Talk to us

MyMagic AI May 22, 2024

Batch inference with MyMagic AI and LlamaIndex

This is a guest post from MyMagic AI.

MyMagic AI allows processing and analyzing large datasets with AI. MyMagic AI offers a powerful API for batch inference (also known as offline or delayed inference) that brings various open-source Large Language Models (LLMs) such as Llama 70B, Mistral 7B, Mixtral 8x7B, CodeLlama70b, and advanced Embedding models to its users. Our framework is designed to perform data extraction, summarization, categorization, sentiment analysis, training data generation, and embedding, to name a few.
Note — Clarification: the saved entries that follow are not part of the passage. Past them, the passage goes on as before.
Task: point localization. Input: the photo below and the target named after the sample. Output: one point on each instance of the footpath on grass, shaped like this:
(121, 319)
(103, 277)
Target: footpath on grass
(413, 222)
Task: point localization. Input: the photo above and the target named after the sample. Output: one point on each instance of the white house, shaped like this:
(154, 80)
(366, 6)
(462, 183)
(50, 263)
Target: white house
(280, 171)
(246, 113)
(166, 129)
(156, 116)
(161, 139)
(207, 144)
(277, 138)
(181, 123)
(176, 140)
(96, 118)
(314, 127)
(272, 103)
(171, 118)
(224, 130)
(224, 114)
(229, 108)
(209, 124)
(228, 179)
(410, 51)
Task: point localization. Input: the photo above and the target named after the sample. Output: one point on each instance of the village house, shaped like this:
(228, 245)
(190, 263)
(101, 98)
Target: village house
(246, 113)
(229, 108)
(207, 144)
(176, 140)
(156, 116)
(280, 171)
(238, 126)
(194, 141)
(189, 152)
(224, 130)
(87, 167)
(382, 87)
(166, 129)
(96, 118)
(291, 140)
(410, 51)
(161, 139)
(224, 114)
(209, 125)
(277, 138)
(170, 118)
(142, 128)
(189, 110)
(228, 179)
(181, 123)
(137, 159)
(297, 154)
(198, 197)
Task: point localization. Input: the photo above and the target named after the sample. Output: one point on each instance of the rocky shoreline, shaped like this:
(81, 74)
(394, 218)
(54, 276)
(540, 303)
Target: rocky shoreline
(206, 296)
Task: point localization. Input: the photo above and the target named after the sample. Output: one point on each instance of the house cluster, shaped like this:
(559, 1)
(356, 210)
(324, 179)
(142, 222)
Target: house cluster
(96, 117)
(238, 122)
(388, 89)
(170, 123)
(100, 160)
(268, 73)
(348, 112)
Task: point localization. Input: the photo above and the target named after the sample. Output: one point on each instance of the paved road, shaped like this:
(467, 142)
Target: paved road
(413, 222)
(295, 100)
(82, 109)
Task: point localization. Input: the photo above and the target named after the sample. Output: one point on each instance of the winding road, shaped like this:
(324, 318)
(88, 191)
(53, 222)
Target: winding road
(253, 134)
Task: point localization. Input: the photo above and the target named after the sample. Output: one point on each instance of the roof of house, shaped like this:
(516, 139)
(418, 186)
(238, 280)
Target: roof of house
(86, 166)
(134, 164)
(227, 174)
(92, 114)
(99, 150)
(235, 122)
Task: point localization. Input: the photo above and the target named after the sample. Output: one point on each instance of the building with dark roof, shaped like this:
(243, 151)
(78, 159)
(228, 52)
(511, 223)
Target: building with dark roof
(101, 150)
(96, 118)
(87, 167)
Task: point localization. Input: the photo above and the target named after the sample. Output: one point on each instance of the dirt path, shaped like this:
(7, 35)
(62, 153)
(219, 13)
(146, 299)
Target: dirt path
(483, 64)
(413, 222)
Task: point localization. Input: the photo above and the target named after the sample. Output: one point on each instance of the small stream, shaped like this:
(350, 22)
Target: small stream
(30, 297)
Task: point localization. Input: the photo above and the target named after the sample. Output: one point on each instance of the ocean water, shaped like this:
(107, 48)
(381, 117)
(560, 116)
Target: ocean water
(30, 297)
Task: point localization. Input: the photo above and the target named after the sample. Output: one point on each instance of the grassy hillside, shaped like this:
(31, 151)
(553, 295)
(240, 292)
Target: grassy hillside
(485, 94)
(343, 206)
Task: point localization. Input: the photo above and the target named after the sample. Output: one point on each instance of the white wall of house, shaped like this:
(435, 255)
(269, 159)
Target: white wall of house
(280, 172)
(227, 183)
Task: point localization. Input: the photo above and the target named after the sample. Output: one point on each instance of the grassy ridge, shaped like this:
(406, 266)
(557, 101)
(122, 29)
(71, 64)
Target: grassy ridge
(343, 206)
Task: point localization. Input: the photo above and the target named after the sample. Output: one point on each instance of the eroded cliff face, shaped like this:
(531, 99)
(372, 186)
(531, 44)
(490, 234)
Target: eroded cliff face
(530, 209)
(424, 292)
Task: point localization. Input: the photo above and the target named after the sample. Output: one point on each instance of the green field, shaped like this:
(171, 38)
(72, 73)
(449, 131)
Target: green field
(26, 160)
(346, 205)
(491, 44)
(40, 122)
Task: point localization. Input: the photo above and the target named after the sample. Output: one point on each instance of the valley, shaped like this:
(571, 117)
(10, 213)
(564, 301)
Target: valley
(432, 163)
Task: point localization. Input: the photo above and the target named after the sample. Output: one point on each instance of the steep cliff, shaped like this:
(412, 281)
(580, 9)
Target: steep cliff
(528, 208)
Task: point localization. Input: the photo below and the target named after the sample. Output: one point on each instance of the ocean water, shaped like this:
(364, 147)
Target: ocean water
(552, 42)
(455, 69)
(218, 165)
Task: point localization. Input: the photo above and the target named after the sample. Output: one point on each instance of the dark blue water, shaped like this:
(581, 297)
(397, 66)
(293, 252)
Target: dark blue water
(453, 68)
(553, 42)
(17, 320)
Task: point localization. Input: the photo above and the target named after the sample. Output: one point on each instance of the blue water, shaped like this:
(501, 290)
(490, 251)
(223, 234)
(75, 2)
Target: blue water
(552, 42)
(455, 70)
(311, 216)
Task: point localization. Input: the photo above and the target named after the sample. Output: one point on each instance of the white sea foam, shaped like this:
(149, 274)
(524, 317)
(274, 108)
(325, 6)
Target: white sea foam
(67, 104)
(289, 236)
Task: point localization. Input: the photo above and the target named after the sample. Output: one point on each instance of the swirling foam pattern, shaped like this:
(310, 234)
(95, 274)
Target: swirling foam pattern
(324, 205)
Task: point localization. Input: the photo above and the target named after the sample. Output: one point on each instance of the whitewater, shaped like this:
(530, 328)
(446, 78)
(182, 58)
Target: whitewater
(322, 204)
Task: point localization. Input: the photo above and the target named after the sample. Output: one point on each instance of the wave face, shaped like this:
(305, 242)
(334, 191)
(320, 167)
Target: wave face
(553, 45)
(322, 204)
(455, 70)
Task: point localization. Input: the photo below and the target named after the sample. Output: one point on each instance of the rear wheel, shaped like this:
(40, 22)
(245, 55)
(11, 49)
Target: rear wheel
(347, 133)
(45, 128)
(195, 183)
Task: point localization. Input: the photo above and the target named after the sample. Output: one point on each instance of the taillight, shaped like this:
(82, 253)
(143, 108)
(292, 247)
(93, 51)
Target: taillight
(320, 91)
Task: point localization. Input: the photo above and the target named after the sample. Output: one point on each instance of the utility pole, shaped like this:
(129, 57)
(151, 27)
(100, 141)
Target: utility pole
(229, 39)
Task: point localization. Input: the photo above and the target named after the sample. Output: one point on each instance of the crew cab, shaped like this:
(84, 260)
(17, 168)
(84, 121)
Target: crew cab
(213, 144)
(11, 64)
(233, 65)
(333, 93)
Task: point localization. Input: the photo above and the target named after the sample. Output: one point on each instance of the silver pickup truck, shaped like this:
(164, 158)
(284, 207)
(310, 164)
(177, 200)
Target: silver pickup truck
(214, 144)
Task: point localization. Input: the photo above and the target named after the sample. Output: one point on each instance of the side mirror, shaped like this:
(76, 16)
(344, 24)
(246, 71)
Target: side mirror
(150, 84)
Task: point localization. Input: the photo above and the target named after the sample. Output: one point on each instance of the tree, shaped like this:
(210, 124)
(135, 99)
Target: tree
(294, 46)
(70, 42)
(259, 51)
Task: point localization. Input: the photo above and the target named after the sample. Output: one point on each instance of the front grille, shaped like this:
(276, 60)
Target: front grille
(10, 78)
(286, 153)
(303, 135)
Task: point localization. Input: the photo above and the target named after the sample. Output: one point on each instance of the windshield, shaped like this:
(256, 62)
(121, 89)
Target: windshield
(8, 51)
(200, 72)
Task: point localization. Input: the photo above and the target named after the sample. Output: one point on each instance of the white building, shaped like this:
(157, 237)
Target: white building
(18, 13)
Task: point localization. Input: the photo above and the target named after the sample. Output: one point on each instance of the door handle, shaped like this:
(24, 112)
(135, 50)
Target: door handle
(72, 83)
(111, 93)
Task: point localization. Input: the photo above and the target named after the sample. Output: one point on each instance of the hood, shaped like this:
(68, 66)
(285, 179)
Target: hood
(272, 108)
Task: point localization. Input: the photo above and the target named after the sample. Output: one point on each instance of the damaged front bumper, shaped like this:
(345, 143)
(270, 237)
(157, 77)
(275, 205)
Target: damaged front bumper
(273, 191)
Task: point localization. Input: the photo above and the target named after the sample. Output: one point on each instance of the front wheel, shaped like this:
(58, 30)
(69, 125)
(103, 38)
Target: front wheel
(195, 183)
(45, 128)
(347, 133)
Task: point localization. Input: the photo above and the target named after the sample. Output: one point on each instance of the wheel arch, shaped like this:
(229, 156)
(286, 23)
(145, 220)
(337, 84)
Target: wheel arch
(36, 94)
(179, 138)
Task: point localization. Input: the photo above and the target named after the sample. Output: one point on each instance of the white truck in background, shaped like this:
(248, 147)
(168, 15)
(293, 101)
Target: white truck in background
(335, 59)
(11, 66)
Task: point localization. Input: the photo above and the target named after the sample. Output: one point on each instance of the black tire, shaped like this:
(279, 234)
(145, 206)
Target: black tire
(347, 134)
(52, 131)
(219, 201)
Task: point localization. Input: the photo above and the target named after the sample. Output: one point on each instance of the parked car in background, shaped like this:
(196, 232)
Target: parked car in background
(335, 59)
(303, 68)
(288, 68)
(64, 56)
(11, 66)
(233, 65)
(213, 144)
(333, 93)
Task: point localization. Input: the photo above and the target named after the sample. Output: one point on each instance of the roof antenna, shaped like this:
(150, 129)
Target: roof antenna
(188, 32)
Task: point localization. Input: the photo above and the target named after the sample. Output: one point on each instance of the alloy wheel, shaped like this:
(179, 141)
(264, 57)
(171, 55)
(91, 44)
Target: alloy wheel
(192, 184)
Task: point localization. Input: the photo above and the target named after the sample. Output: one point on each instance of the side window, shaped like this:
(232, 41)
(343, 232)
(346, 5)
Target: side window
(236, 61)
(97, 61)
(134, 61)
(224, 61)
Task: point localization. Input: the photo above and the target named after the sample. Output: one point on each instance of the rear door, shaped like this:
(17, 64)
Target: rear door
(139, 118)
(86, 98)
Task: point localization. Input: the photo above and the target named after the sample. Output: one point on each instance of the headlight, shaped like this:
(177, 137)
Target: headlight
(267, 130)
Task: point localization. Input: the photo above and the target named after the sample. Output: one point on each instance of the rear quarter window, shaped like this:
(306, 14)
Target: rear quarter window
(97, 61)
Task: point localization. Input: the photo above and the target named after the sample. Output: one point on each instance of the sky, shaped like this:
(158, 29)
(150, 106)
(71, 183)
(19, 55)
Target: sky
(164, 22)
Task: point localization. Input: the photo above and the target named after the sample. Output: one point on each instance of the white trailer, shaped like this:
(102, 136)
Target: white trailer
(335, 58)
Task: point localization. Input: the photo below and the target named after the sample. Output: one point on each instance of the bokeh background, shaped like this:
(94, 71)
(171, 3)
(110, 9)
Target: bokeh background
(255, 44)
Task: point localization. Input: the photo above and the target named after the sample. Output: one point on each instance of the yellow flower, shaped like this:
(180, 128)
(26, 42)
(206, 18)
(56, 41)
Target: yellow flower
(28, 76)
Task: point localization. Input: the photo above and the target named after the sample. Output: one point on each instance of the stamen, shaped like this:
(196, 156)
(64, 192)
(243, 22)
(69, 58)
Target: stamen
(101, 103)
And now it's integrated directly into LlamaIndex!

Part 1: batch inference

How It Works:

1. Setup:

  1. Organize Your Data in an AWS S3 or GCS Bucket:
    1. Create a folder using your user ID assigned to you upon registration.
    2. Inside that folder, create another folder (called a "session") to store all the files you need for your tasks.
  2. Purpose of the 'Session' Folder:
    1. This "Session" folder keeps your files separate from others, making sure that your tasks run on the right set of files. You can name your session subfolder anything you like.
  3. Granting Access to MyMagic AI:
    1. To allow MyMagic AI to securely access your files in the cloud, follow the setup instructions provided in the MyMagic AI documentation.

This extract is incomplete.